Data processing, signal correction and QA procedures for GC-MS data [TIMING 6–8 h for processing of data acquired over a 5-d period]
Remove data related to the first three QC sample injections in each analytical batch. Perform signal correction for each data acquired in each analytical block using the QC-RLSC method to fit a LOESS polynomial curve to the QC data for each metabolic feature. In this implementation, the local polynomials that are fitted to the data are constrained to be either first or second degree (i.e., either locally linear or locally quadratic). The polynomial is fitted using weighted least squares with a standard tri-cubic weight function. To stop overfitting, use leave-one-out cross-validation over the integer range of nα for each degree of polynomial (λ = [1,2]), where α is the smoothing parameter. Once the LOESS curve is fitted to the QC data, construct a correction curve for the whole analytical run using cubic-spline interpolation, to which the total data set for that metabolic feature is normalized. Figure 2 illustrates the QC-RLSC procedure in practice for a metabolic feature in which signal drift across a given analytical batch was observed.
Figure 2 | The QC-RLSC protocol for a metabolic feature detected in UPLC-MS (ES + ) with signal attenuation across a given analytical batch. A cross-validated LOESS curve (upper plot) is fitted to the QC samples, the correction curve interpolated (triangles), to which the total data set for that peak is corrected (lower plot).
Perform a QC procedure to remove metabolic features with poor repeatability. Data for all detected metabolic features for all QC sample injections from injection four to the last injection of the QC sample are applied. Remove all metabolic features that are detected in < 50% of QC samples and all metabolic features with a RSD, as calculated for the QC samples, of > 30%.

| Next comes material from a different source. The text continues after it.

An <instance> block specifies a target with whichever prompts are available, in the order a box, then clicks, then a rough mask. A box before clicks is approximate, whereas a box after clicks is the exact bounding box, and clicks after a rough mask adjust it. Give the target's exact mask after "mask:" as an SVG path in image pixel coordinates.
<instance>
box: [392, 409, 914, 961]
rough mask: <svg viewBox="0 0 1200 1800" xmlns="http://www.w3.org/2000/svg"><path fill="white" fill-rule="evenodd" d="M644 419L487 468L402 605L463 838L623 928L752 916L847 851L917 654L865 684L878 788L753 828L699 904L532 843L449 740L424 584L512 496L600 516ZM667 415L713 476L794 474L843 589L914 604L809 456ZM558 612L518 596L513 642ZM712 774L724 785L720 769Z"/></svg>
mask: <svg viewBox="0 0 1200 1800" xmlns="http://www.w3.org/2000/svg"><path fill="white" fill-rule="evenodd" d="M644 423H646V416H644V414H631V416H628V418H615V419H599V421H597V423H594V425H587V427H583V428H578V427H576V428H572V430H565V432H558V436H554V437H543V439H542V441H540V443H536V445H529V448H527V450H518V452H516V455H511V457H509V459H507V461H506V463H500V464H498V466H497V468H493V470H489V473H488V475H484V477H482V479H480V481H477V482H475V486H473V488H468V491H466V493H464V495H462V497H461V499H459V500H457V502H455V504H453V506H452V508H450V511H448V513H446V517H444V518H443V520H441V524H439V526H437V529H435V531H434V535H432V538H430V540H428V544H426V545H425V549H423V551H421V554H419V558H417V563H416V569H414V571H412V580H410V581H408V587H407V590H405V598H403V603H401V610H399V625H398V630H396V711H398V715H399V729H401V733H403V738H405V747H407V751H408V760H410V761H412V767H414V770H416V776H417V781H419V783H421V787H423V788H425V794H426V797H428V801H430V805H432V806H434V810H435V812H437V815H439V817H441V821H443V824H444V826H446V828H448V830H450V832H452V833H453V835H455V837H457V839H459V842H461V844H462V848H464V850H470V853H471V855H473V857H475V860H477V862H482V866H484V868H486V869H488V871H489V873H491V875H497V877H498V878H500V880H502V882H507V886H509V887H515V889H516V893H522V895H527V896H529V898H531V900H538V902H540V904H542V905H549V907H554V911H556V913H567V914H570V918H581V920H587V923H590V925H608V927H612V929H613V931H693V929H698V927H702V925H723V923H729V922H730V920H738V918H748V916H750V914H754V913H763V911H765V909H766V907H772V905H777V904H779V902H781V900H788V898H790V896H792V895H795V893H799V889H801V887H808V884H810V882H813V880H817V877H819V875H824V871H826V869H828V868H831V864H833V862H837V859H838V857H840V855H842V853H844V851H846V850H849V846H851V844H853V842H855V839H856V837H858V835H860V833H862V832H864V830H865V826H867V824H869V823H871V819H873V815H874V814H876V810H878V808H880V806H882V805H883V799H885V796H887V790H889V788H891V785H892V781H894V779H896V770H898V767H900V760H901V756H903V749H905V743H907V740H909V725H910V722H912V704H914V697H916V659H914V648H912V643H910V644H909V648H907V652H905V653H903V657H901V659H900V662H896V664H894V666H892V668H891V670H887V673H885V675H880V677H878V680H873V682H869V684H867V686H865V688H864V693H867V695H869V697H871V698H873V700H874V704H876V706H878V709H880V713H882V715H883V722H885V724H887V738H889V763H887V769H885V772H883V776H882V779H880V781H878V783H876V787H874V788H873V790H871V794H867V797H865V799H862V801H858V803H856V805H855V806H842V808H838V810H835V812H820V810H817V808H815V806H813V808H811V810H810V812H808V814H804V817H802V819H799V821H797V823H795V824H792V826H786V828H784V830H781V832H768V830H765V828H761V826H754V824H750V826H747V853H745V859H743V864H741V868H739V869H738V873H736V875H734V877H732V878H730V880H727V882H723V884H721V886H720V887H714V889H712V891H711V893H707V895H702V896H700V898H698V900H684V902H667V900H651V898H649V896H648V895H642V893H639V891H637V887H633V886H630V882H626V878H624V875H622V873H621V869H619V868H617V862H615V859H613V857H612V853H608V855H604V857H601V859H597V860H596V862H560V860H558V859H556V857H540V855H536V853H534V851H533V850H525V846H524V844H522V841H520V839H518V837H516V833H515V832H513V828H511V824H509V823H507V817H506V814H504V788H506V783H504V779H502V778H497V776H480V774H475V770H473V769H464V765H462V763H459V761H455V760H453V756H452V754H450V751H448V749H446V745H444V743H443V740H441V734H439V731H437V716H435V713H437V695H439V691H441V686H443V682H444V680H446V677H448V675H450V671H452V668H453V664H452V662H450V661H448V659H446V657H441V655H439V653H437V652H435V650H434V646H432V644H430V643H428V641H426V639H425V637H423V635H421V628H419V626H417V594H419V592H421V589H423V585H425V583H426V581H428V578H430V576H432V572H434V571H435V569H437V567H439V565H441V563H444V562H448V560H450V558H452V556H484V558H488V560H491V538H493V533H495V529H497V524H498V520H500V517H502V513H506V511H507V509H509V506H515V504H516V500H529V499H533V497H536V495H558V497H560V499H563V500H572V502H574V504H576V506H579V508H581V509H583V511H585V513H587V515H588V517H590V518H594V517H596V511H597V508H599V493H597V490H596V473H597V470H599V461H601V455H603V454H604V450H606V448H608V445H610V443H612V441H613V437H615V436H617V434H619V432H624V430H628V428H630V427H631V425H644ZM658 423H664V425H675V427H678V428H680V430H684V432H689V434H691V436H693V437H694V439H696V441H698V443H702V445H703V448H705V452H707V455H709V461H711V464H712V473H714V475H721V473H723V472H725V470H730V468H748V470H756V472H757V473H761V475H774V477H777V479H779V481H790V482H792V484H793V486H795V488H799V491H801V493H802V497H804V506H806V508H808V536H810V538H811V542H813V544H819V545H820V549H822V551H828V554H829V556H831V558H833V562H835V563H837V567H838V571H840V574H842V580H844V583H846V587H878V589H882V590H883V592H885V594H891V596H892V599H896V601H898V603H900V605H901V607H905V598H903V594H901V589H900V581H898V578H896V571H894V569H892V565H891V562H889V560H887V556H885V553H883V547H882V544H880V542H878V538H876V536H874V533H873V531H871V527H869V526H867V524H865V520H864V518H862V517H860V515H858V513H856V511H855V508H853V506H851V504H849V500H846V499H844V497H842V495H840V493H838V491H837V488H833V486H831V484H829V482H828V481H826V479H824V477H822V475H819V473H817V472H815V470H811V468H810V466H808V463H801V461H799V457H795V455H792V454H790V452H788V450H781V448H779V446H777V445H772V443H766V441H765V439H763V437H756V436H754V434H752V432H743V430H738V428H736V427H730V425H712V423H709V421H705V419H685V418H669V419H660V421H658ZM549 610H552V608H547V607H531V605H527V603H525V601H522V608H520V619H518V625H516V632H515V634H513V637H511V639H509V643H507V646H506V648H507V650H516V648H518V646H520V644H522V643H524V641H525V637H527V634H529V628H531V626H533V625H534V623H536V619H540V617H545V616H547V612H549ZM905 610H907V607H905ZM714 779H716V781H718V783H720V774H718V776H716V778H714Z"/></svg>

Combine data from the separate analytical batches for all blocks into a single data set. Include relevant information on blocks, subjects, sample types and injection order.
Acknowledgements
The human serum metabolome project (HUSERMET) is funded by the UK Biotechnology and Biological Sciences Research Council (BBSRC) (BB/C008219/1), MRC, GlaxoSmithKline and by AstraZeneca. We thank the BBSRC and the Engineering and Physical Sciences Research Council for their financial support to The Manchester Centre for Integrative Systems Biology (BB/C008219/1). W.B.D. wishes to thank the UK National Institute for Health Research for financially supporting the Manchester Biomedical Research Centre.